Umm . . . Judy? Yeah, the test isn't actually a curriculum device, it is a measure of your curriculum effectiveness. Maybe you just don't like beating a dead horse and would prefer to admit that we are NOT educating our students. But as long as former educators who become legislators are incapable of recognizing the difference between learning and testing, we really have very little chance of making progress.
The second, from Saturday, by Jane Urschel:
The Innovation Schools Act is about the belief that principals and teachers can be leaders when given the chance. To some extent, we can do that with the Charter Schools Act, but there's a difference. Charter schools are public schools, but they often operate "outside the system." SB 130 seeks to create innovation inside the system.
If the bill becomes statewide policy, districts choosing to use it would find that everyone in the system must innovate. School boards would decide which policies to waive to allow for innovation and will determine results the board must see in participating schools. School district administrators and teachers unions would revisit collective bargaining agreements and other system regulations with student achievement in mind. And, in some cases, the State Board of Education might be asked to waive certain state statutes to make districts of innovation possible.
So, because charter schools are "outside" the system, we're going to create new schools from "inside" the system that we, um, "set aside" special places in the schools to innovate and be freed from the rules?
Huh? That makes not a lot of sense.
But you have to love how Dr. Urschel invokes the name of Martin Luther King, Jr., to make the case that this is some sort of a civil rights issue.

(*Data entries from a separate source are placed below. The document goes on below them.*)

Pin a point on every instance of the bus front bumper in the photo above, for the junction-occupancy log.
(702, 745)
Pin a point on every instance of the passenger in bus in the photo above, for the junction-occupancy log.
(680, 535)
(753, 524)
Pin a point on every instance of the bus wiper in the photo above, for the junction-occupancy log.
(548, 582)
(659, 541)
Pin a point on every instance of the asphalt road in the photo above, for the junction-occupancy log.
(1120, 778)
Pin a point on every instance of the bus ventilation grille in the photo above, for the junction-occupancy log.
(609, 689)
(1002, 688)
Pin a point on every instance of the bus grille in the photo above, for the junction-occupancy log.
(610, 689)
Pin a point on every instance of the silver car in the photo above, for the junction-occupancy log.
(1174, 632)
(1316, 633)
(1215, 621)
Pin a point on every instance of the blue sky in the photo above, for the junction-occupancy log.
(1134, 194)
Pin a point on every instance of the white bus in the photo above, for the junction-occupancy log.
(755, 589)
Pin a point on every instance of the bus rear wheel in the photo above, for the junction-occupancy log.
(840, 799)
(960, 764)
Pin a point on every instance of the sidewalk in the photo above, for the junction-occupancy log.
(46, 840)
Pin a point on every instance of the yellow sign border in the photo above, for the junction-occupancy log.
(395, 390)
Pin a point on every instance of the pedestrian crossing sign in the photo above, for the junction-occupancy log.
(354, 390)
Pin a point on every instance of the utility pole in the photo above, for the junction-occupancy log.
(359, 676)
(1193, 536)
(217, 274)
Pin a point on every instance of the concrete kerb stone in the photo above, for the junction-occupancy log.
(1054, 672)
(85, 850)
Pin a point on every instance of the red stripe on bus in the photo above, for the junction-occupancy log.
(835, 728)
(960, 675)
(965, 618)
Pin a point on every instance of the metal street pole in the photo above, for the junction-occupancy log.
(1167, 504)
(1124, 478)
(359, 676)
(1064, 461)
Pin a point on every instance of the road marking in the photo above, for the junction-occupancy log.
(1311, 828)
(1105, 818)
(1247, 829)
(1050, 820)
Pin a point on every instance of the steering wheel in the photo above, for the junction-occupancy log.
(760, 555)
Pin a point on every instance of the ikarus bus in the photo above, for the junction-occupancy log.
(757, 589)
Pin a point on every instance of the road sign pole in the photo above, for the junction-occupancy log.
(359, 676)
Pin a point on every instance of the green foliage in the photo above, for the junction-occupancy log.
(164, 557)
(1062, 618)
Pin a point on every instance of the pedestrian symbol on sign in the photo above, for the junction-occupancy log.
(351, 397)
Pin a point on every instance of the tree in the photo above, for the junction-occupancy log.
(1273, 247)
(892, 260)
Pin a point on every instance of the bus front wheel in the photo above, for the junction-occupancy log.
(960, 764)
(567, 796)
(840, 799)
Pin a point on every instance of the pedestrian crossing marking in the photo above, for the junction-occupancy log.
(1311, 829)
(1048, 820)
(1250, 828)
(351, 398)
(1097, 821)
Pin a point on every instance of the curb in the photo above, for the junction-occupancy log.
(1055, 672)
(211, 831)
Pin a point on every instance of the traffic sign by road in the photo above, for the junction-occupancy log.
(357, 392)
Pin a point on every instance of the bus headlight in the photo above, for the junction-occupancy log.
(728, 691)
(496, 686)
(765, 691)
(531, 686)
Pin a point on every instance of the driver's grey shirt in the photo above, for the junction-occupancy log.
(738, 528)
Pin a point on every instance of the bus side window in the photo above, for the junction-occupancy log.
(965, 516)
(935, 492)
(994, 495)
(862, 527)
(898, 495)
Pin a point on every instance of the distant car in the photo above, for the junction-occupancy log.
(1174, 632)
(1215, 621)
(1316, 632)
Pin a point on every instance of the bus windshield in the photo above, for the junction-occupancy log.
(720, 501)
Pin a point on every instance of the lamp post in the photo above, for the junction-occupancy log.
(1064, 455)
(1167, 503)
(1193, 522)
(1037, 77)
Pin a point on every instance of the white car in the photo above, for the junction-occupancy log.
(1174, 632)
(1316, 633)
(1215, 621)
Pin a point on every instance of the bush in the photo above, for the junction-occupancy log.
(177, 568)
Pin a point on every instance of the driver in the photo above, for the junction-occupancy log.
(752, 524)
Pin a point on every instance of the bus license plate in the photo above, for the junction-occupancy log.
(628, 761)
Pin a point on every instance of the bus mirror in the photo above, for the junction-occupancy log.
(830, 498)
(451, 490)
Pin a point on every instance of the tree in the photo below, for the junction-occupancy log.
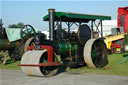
(12, 26)
(18, 25)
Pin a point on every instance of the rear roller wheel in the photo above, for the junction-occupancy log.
(3, 58)
(28, 43)
(95, 53)
(35, 58)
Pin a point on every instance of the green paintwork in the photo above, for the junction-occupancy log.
(126, 39)
(6, 45)
(65, 48)
(76, 17)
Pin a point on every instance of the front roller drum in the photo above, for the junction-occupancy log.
(31, 64)
(95, 53)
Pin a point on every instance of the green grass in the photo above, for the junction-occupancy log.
(10, 64)
(113, 68)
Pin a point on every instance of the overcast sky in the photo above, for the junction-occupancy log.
(32, 11)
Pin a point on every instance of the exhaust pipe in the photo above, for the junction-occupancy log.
(51, 23)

Here's an idea: let's not just empower teachers and principals to innovate, but then let's give students and parents the freedom to move from one school to another in pursuit of whatever innovation resonates with them. And even more, let's let them take their property tax money with them to whatever school they choose, so that each school has the sort of resources it needs . . .
oh, wait. That would actually cause real and massive change, but it's the "V-word". Can't have that.
No, best that we just let those "inside" the system innovate. That way this sad, dysfunctional system can stay propped up for future generations.